La critica tedesca ha rilevato alcune imprecisioni stilistiche e confusioni compositive. Il libro apre su un non meglio identificato nipote che sembra una figura centrale (forse è sua la prospettiva dell’intero romanzo) ma di cui si perdono presto le tracce. Ancora, aggiungo io, l’assenza di nomi attribuiti ai personaggi ha complicato enormemente la distinzione delle parentele, ad esempio delle due sorelle del contrabbandiere che vengono sempre indicate come “la sorella”. E infine, per l’edizione italiana, vi è un rischio di incomprensione quando si parla di prima e seconda guerra, che ora come ora risulta immediato interpretare come prima guerra del Golfo e invasione americana del 2003, mentre in realtà, essendo l’originale tedesco del 2001, sono la guerra con l’Iran e la prima guerra del Golfo.

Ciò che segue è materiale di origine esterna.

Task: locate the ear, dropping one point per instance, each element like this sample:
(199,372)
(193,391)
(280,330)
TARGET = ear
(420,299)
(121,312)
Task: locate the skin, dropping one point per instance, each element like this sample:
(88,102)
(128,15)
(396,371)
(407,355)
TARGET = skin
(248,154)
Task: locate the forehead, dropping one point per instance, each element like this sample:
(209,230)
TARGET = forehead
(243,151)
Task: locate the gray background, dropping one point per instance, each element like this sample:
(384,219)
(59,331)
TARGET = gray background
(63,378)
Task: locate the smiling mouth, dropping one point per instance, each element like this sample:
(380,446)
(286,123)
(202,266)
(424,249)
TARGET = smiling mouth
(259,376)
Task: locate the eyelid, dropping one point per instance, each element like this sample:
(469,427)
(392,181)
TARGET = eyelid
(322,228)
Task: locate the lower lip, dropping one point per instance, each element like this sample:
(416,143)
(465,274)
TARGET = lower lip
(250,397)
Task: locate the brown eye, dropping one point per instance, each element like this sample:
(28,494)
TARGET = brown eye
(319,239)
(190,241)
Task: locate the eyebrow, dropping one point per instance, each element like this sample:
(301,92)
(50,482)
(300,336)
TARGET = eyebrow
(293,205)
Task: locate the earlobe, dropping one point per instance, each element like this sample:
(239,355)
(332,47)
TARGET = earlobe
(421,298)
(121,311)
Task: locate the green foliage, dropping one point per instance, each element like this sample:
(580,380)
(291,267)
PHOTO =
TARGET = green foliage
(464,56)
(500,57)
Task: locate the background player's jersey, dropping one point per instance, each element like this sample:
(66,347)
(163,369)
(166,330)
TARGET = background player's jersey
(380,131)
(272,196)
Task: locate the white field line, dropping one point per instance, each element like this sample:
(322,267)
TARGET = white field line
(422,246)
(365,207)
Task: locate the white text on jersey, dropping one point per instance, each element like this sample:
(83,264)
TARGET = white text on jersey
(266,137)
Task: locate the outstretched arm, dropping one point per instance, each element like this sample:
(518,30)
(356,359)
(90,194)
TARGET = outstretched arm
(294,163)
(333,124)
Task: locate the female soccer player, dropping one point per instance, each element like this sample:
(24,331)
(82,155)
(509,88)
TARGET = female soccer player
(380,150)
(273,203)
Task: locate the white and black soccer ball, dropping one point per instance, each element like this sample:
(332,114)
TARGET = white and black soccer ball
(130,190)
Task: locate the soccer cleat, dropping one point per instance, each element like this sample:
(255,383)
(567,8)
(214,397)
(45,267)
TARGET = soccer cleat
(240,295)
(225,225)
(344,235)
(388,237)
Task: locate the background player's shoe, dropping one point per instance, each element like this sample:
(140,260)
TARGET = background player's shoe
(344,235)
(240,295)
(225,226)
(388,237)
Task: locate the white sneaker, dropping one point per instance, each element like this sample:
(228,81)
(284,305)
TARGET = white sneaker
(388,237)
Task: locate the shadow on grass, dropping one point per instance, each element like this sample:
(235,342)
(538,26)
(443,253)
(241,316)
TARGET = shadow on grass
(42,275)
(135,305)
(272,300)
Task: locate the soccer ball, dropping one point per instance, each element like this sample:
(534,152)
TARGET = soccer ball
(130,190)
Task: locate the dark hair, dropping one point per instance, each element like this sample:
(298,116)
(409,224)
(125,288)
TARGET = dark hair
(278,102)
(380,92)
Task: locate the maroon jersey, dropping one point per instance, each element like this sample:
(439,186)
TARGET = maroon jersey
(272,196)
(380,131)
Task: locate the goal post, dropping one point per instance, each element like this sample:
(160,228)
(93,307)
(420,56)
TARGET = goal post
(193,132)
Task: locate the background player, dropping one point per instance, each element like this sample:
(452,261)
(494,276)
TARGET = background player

Nonostante questi dettagli, tuttavia, “Terra di confine” è un ottimo romanzo d’esordio. Insignito del premio letterario “aspekte”, l’autore, per il quale la critica tedesca ha scomodato nomi come Kafka, Sartre e Buzzati, mantiene viva la tensione fino all’ultima riga.
246 pagine nell’edizione italiana non sono tantissime ma nemmeno poche. Per entrare nella scrittura di un autore ci vuole un po’ ma è anche vero che se è nelle tue corde poi fai fatica ad uscirne. Raccogliere la sfida di una scena di tortura (per tradurre la quale mi ci è voluta un’adeguata preparazione), di una scena d’amore, di dettagliate descrizioni di campi minati, di scarsissimi dialoghi e pagine e pagine di paesaggi e umori e pensieri è stato talmente appagante che alla fine del libro ho rimpianto il lavoro concluso.
Per questo libro (è solo il terzo per me) sono anche riuscita a collaborare ottimamente con la redazione della casa editrice nella revisione finale delle bozze, e condividere con i primi lettori e critici del lavoro italiano dubbi e soluzioni è stato un vero privilegio.